プロセスは本当にシンプルだよ。グラフィックよりも、自分の好きな素材にこだわってるんだ。まあ、Tシャツだと、カルチャー的な表現をするのはグラフィックの役目だからね。俺たちは、ユーモアがあって、賢くて、頭も良くないといけないから、目標はとても高く設定している。それに、俺たちは必ずしも攻撃的であろうとは思っていないから、俺たちとのあいだに相関性がないとだめだ。

スケートはこの世にある最もクリエイティブなもののひとつだ。そういうキッズたちは、日常的に、面白いものを作っているんだ。

それは、以前のものが発展したんでしょうか? それとも、何か、別のものなんでしょうか?

別物。でも、わかってきたのは、とにかく、他の誰も手をつけないものがたくさんあって、俺たちが自由にいじれるってことなんだ。例えば、このペリカンのTシャツを見てくれよ。これは、俺たちが見つけた変な古いシャツが元になってるんだ。これ、ペリカンだぜ。ペリカンがどれほどカッコよくなれると思う? でも、この赤い色を見ると、凶暴でクレイジーに見える。ペリカンには、もともとカッコ良さが備わっているんだ。そもそも海の鳥なんだから。

ペリカンを見ると、いつもギャング映画の金字塔である「スカーフェイス」の例のシーンを思い出します。ペリカンは、実は結構、獰猛なんですよね。

その通り。俺たちは、使えて、攻撃的で、それでいて自分たちらしいものを見つけたんだ。でも、それには、物の裏側を見て、そこに表面以外のものを見られるようじゃないと、ダメだ。裏側に何もありませんでした、ではダメなんだ。そういうのは、単純に見た目はいいかもしれないけど、必然性がない。

精神分析の父フロイトは、かつて、良いジョークは仲の悪いカップルを結婚させる僧侶のようなものだという言葉を残しました。いいTシャツは、相性の良くないものを結びつけて生まれるような気がします。

たまに文字のグラフィックを出すんだ。例えば、ロングアイランドのグラフィック。基本的に、「俺はロングアイランド出身だ。悪口を言いたいヤツらは放っとけ。俺はロングアイランドが大好きだぜ、クソ野郎」って意味。これは、郊外出身のキッズたちへのメッセージなんだよ。俺たちが言いたいのは、自分の生まれ育った場所をよく見ろってこと。人生で何をするにせよ、生まれた場所が人を作るんだからね。生まれた場所も、立ち止まって見渡してみれば、多分たくさんクールなものがあるはずなんだ。いつも外ばっかり見ていたら、目の前のものを見逃してしまう。恰好のスケートのスポットとかね。目と鼻の先に、ガレージでアルバムをレコーディングしようとしているヤツがいるかもしれない。誰にも知られていないけど、最高のミュージシャンだったりね。まあ、そのTシャツっていうのは、そんなことを意味しているんだ。文字通りに説明すると、そうなる。
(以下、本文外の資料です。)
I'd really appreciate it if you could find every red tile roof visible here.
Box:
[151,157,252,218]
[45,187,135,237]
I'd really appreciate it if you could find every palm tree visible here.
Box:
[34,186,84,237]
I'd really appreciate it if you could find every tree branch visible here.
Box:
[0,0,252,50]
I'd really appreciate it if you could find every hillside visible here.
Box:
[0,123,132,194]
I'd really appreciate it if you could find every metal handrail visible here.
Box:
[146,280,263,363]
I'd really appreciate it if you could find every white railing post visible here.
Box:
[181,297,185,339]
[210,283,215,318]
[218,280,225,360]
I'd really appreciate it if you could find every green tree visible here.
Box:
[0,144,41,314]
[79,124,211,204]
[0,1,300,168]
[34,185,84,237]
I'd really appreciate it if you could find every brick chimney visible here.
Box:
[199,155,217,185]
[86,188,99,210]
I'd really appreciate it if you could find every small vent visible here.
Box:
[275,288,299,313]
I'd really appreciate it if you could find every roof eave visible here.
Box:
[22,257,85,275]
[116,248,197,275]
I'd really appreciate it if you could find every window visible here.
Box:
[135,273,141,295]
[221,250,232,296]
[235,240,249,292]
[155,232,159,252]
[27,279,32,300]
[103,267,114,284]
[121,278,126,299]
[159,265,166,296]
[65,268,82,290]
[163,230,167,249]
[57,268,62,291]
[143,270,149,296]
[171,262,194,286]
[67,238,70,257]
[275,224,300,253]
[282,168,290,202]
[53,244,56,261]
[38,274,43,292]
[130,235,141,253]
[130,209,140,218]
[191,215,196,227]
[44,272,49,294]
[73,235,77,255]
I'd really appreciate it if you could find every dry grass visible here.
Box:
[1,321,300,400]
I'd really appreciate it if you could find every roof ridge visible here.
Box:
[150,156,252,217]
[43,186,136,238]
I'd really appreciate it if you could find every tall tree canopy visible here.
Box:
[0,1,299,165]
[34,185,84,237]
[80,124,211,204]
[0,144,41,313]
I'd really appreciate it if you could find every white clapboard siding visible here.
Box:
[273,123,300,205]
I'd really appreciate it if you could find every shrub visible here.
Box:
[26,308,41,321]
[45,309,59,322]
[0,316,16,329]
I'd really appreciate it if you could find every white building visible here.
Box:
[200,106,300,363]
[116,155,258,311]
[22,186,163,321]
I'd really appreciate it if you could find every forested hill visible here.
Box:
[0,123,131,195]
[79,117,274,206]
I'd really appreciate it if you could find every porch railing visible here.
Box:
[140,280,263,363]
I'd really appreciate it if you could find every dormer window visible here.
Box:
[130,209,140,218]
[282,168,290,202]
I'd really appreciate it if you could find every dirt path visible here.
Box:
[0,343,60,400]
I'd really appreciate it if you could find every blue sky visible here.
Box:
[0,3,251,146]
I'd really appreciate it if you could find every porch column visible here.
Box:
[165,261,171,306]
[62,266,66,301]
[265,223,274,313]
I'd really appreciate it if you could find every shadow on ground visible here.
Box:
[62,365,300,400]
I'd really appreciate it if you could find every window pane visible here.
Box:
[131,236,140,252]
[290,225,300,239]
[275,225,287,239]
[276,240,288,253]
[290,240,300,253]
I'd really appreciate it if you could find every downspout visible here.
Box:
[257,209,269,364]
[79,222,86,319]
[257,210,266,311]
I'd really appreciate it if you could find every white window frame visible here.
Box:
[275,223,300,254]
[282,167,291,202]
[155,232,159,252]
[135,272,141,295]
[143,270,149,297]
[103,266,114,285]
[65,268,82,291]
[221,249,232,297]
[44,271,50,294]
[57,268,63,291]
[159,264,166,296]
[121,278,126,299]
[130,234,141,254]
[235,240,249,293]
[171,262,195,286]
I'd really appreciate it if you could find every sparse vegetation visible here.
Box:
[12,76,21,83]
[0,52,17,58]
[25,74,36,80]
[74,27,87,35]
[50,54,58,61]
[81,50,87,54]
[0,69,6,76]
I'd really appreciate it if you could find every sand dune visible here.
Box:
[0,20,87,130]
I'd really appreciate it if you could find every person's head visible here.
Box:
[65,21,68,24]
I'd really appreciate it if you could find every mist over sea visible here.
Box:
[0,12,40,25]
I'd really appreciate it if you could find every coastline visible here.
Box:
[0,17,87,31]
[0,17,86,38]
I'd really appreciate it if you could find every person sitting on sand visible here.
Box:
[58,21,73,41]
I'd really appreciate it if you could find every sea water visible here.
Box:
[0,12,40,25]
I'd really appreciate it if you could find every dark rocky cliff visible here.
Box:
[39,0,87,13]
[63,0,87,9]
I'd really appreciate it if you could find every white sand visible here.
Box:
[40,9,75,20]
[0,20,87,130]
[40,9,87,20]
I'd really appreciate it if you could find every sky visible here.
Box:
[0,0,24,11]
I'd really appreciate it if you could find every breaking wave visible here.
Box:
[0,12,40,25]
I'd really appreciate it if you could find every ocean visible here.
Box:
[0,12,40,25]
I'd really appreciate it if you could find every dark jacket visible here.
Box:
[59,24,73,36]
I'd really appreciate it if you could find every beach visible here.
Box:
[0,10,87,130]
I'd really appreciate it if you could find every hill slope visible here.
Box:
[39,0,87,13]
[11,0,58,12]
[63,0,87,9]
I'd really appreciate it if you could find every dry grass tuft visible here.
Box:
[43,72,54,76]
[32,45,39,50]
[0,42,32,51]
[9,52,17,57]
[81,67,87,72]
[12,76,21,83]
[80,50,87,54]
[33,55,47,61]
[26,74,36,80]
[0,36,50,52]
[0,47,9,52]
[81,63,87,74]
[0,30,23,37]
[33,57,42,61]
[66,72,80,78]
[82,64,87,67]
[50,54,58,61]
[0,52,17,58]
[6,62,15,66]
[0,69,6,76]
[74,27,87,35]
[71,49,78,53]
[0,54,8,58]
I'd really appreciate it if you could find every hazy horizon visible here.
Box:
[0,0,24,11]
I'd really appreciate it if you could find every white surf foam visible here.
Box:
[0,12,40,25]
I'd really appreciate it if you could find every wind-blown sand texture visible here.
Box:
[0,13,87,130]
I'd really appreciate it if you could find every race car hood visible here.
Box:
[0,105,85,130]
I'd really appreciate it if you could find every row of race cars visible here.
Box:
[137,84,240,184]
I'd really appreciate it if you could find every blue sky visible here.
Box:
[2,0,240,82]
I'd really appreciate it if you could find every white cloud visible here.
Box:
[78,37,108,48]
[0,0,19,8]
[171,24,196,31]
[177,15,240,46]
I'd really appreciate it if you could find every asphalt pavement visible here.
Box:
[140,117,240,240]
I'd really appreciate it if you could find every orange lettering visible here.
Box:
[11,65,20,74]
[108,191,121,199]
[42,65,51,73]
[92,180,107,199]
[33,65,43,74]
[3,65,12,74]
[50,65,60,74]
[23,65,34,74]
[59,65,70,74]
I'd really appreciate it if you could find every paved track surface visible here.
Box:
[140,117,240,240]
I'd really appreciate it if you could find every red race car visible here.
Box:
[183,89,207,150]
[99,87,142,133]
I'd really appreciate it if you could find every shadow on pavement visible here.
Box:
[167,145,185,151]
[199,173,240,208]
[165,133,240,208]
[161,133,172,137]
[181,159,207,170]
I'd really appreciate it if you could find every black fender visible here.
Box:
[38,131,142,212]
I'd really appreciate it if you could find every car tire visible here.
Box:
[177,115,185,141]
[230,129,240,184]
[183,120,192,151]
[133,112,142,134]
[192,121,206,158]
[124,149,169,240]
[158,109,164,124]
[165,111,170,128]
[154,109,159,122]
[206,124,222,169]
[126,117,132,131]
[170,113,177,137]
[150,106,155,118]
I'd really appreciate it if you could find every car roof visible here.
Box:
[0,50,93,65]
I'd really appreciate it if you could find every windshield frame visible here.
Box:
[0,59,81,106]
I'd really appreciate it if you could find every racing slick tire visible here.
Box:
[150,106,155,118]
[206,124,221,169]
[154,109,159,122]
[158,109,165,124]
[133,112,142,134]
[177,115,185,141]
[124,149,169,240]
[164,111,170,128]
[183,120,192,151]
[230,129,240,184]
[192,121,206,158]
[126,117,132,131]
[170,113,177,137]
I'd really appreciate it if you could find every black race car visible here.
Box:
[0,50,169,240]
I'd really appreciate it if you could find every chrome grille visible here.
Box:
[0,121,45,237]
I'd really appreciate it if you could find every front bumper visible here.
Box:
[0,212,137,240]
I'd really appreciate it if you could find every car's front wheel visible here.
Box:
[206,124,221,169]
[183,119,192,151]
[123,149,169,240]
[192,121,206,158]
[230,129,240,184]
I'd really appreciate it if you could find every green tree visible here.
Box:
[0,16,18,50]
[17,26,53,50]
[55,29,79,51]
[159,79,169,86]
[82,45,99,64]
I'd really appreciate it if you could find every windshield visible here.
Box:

今日、「支配集団」と呼ばれる人は、皆、自分の生まれた場所とか、自分が何者か、ということを表現しているだけのように思います。それはRaf Simonsのような人にも見られる傾向で、彼も、ベルギーで過ごした十代をよく引き合いに出します。それは、けっして恥ずかしいことなんかじゃなく、十代の頃の経験を受け入れることだと思います。

例えば、ニューヨークとかロサンゼルスとか、世界の大都市で育ったキッズたちのことを考えてみろよ。そういうヤツらは、まず間違いなく、クールだ。都会で育ったら、自然にそれらしくなるんだ。でも、すごくクールだからこそ、怠惰なことも多い。そういうクールなアイデアに目をつけて、それを実際に広めるのは、郊外で生まれたキッズなんだ。郊外のキッズには、都市のキッズたちに必要のない衝動というものがあるからね。例えば、ハードコア ミュージックをやっているのは、皆地方のキッズたちだったり。郊外は、物事をより遠くまで運んでいくのさ。

メンズウェアは、長い間、単なるユニフォームでした。この仕事をしているから、この服を着る。ギャングの一員だからこの服を着る。

俺はスケートをする。だからこの服を着る、ってね。

それが今や、服を買う男性がファッション業界の成長の鍵になっているわけですが、まだ思春期の段階にとどまっています。私には、Noahが、この段階を乗り越えようとしているように思えるのですが。

ファッション業界っていうのは、だいたい、この流行はもう終わりました、って論法で新しいものを売る仕組みなんだ。タックの入ったズボンをバカにした時代もあった。でも、タック入りのズボンを着こなす方法なんて、数えきれないくらいたくさんある。80年代には流行っていたわけだしね。だから、何かがもう流行遅れだと言い切るなんて、馬鹿げてるんだよ。スタイルを選ぶときには、自分が着たいものを選ぶ自由があるべきなんだから。Noahはファッション業界には属さない。ファッション業界が何をしたって、俺たちは気にしていない。俺たちは、街角の小さな店に過ぎないから。

あなたたちが売っているものは、もっと民主的ですよね。

比べ物にならないくらい民主的さ。インターネットはあらゆることを民主的にした。ウェブサイトやオンライン販売がなかったら、オレたちが今やってことはできなかっただろうね。インターネットのおかげで、この場所から、世界中の誰にでも売ることができる。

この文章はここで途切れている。